The truth is it was always a bad idea to create a monetary union in Europe before agreeing the fiscal side. As a result they created this unstable child called the euro. Rightly or wrongly, I do think that the coronavirus is going to answer whether Europe can stick together. The outcome of that on both sides, obviously, is a pretty big event. The outcome on the wrong side probably sees the next crisis. If Europe does actually divorce, it will be messy to say the least.

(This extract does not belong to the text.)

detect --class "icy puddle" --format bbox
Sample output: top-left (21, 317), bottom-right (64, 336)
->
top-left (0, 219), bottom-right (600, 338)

The market landscape has already undergone immense change since 2008’s global financial crisis. What unthinkable change might we see in the next 10 years?

There’s nothing like looking at the past 10 years to predict the next 10 years! We know that index investing and exchange traded fund strategies have overtaken the popularity of active management for some time now. In fact, headlines at the start of 2020 warned active managers that the decade was not going to be kind to them. When I think about the idea of active management making a comeback, it doesn’t seem totally crazy to me. But I do imagine that I’m in the minority on this one, and for many, the decline of passive investing would be unthinkable.

Investment strategies aside, a significant and very possible change that the market could see is a change in the long-held (negative) perception of banks. The global financial crisis (GFC) was always a banking system problem which was left unchecked for some time. Bank balance sheets were eroded after the GFC and that’s one of the main reasons why we’ve seen a prolonged period of central bank dominance, because they’ve had to help by providing liquidity to the market. But the past 15 years has seen a complete overhaul to the system thanks to massive regulation and banks have spent years building up stockpiles of capital while restoring their health and reliability. For the coronavirus crisis, capital rules have been eased and banks have now been able to use that capital in the marketplace. It’s encouraging, and hopefully this might see a more partnership-like focus with society and governments for banks going forward.